Anorexia and Bulimia

Anorexia and bulimia are two different sides of the same coin. While anorexia is often apparent, bulimia is secretive. While anorexics starve themselves for fear of putting on weight, bulimia patients indulge first in overeating, often in isolation, and then induce vomiting; they overuse diuretics and laxatives and indulge in excessive exercise and fasting.

As bulimia progresses in patients, 30% to 80% vacillate between anorexia and bulimia; this is a condition that is known as bulimarexia. Bulimia is considered to be genetic in nature and often results in increased incidence of mood disorders and substance abuse, mainly diuretics and laxatives. Of all bulimia patients, 33% indulge in substance abuse. Generally considered perfectionists, bulimia patients show affective instability, poor impulse control, impaired self-concept, and developmental stresses.

Bulimia patients indulge in binge eating, and often eat larger than average portions within just two hours of previously eating. In order to prevent weight gain, they induce vomiting, fasting, excessive exercise, and use laxatives and purgatives. Those who induce vomiting are called purging types and those who don’t are called nonpurging types.

What differentiates anorexics from bulimics is the presence of signs as caries, pyorrhea, and gum disorders in bulimics on account of gastric acid erosion of the tooth enamel, most commonly on the lingual surfaces of the upper teeth. These erosions are irreversible.

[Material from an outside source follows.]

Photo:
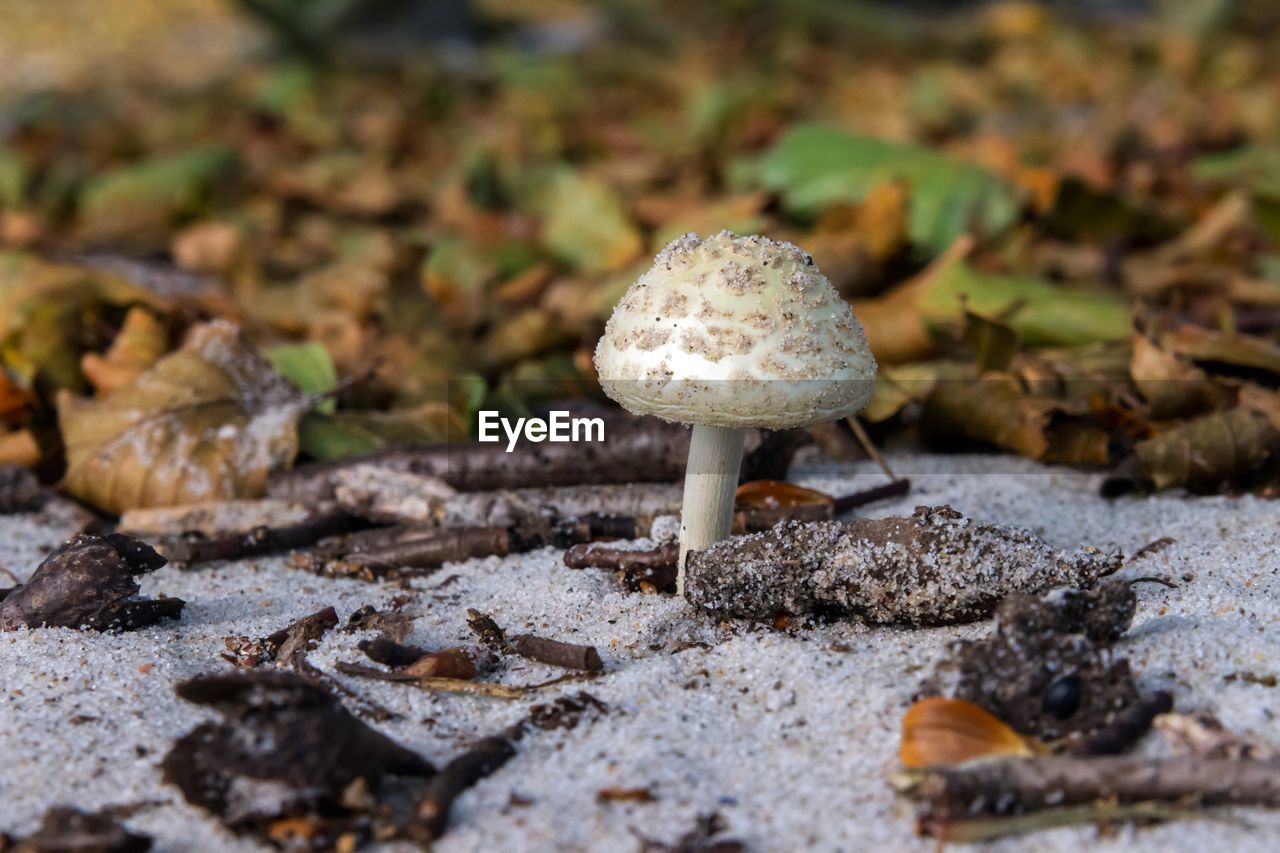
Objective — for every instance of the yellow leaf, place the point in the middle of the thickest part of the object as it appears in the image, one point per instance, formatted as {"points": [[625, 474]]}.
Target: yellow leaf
{"points": [[947, 731], [18, 448], [140, 345], [208, 422]]}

Both anorexics and bulimics have excessive preoccupations with body weight, shape, and/or food intake, which is accompanied by grossly inadequate, irregular, or chaotic food intake. Anorexics are normally very hungry but starve themselves since they have a strong aversion to food. Bulimics, on the other hand, have no aversion to food, but have fear of what it might lead to: excessive body weight. Both, however, have the same result – ill health.